Better way than using `Task/produce/consume` for lazy collections express as coroutines

问题

It is very convenient to use Tasks to express a lazy collection / a generator.

Eg:

function fib()
    Task() do
        prev_prev = 0
        prev = 1
        produce(prev)
        while true
            cur = prev_prev + prev
            produce(cur)
            prev_prev = prev
            prev = cur
        end
    end
end

collect(take(fib(), 10))

Output:

10-element Array{Int64,1}:
  1
  1
  2
  3
  5
  8
 13
 21
 34

However, they do not follow good iterator conventions at all. They are as badly behaved as they can be

They do not use the returned state state

start(fib()) == nothing #It has no state

So they are instead mutating the iterator object itself. An proper iterator uses its state, rather than ever mutating itself, so they multiple callers can iterate it at once. Creating that state with start, and advancing it during next.

Debate-ably, that state should be immutable with next returning a new state, so that can be trivially teeed. (On the other hand, allocating new memory -- though on the stack)

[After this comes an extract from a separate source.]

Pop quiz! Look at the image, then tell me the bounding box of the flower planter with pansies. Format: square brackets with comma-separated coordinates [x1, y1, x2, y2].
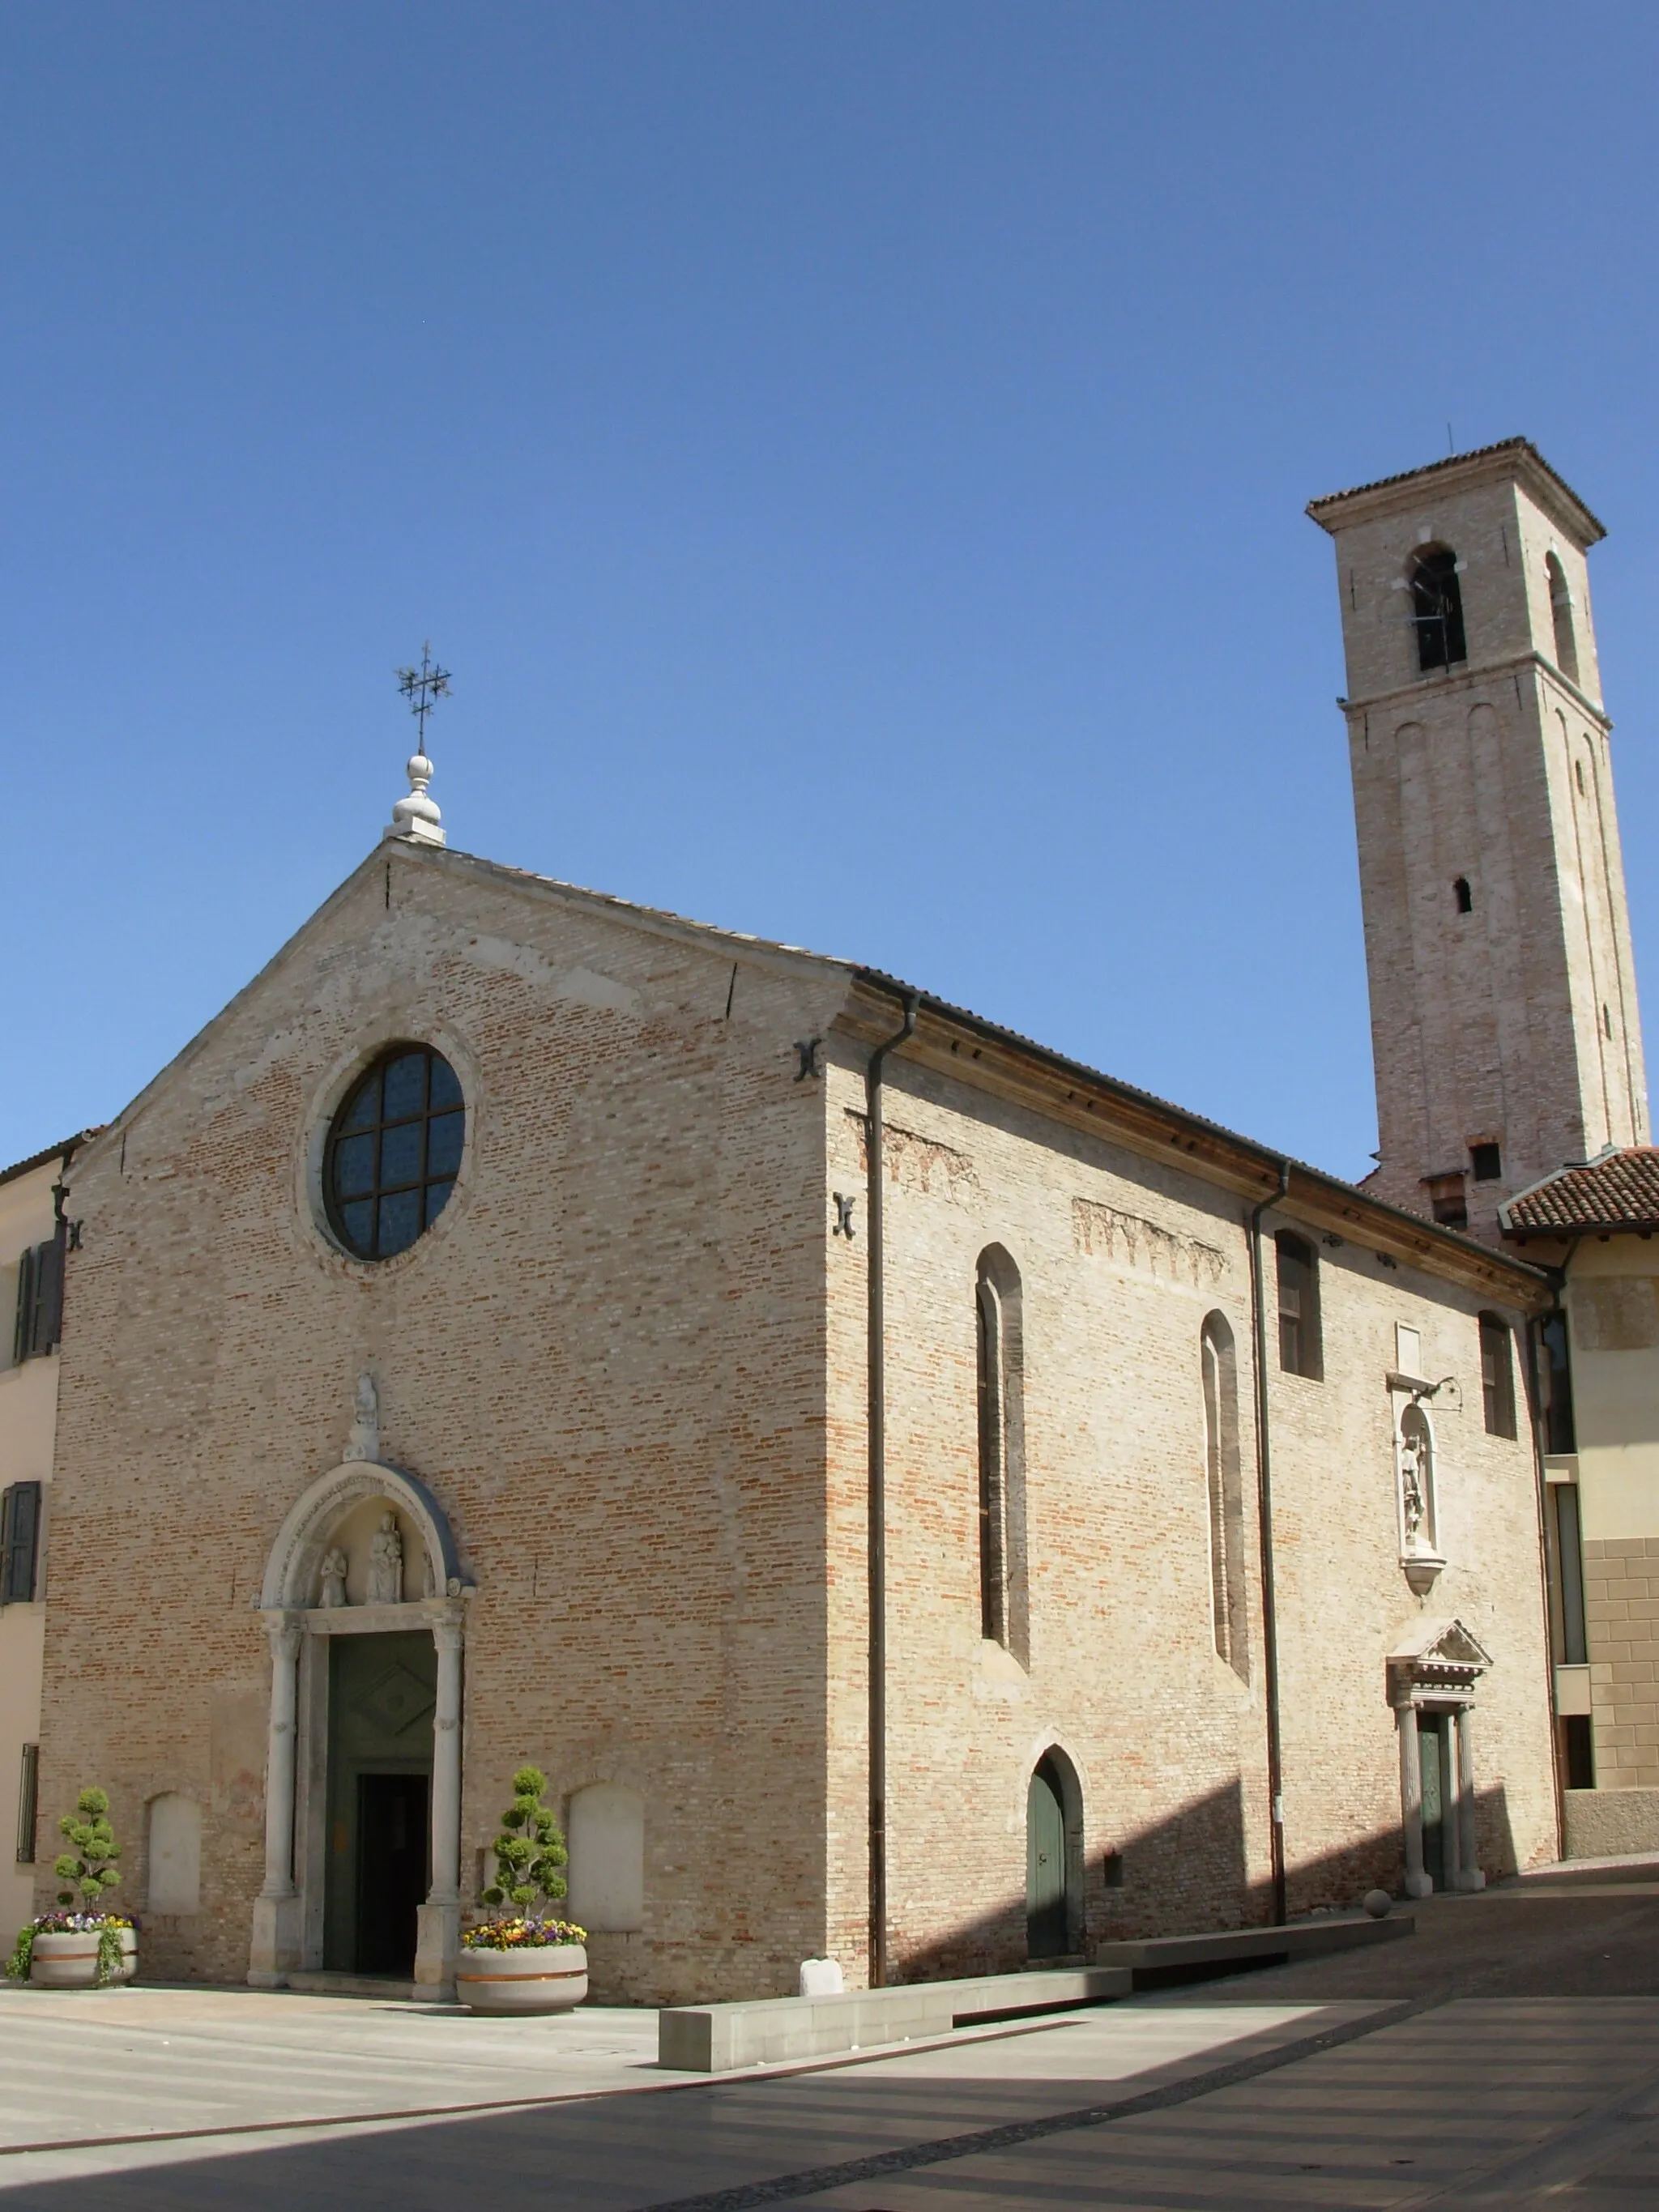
[458, 1764, 586, 2016]
[456, 1917, 588, 2014]
[16, 1915, 139, 1988]
[6, 1786, 135, 1993]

Further-more, the hidden state, it not advanced during next. The following does not work:

@show ff = fib()
@show state = start(ff)
@show next(ff, state)

Output:

ff = fib() = Task (runnable) @0x00007fa544c12230
state = start(ff) = nothing
next(ff,state) = (nothing,nothing)

Instead the hidden state is advanced during done: The following works:

@show ff = fib()
@show state = start(ff)
@show done(ff,state)     
@show next(ff, state)

Output:

ff = fib() = Task (runnable) @0x00007fa544c12230
state = start(ff) = nothing
done(ff,state) = false
next(ff,state) = (1,nothing)

Advancing state during done isn't the worst thing in the world. After all, it is often the case that it is hard to know when you are done, without going to try and find the next state. One would hope done would always be called before next. Still it is not great, since the following happens:

ff = fib()
state = start(ff)
done(ff,state)
done(ff,state)
done(ff,state)
done(ff,state)
done(ff,state)
done(ff,state)
@show next(ff, state)

Output:

next(ff,state) = (8,nothing)

Which is really now what you expect. It is reasonably to assume that done is safe to call multiple times.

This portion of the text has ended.